Scottish Opera’s touring production of Janacek’s opera Katya Kabanova is now on the road.

It opened at the weekend, and over thee next months will receive 18 further performances throughout Scotland, from Stornoway to Easter­house, with yet more next year.

It is an impressive production that will be a magnet to opera buffs, but, as was made clear to me at the weekend, many people do not know the opera, its composer, or the style of the music. (Big lesson here: don’t patronise your audience and don’t assume anything.) So let’s do a single useful thing here. I heard the second, and blistering, performance on Saturday, with soprano Joanne Boag as Katya, the tragic adulteress drawn irresistibly to a fateful liaison with Boris, and pilloried by her oppressive mother-in-law, Kabanicha.
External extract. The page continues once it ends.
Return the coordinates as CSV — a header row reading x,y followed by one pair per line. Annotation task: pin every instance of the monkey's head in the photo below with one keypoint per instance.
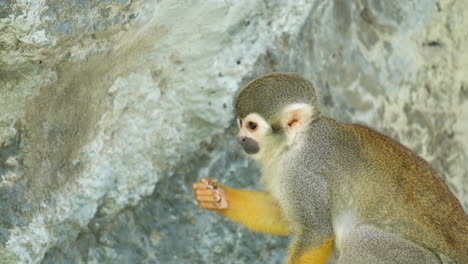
x,y
271,111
And the message that should go ahead of Scottish Opera to all the airts and pairts is this: if you don’t know the musical language of Janacek, think of folk music. Everything in the opera, from its conversations to its scorching lyricism, derives from the wells of folk music and of speech. Then go and see it. It will sear your senses. It is sensitively directed by Kally Lloyd-Jones, though I disagree with her ending: Kabanicha should not crack; that stone bitch is heartless unto and beyond Katya’s death. The opera is extremely well-cast, with Joanne Boag (who is sharing the title role with Nadine Livingston) giving a shattering performance on Saturday. More anon, I’m sure, and of the rest of the cast. But do not miss pianist Ian Ryan’s awesome realisation of Janacek’s staggering score. It has everything: the detail, the sweep, the colour and the intensity.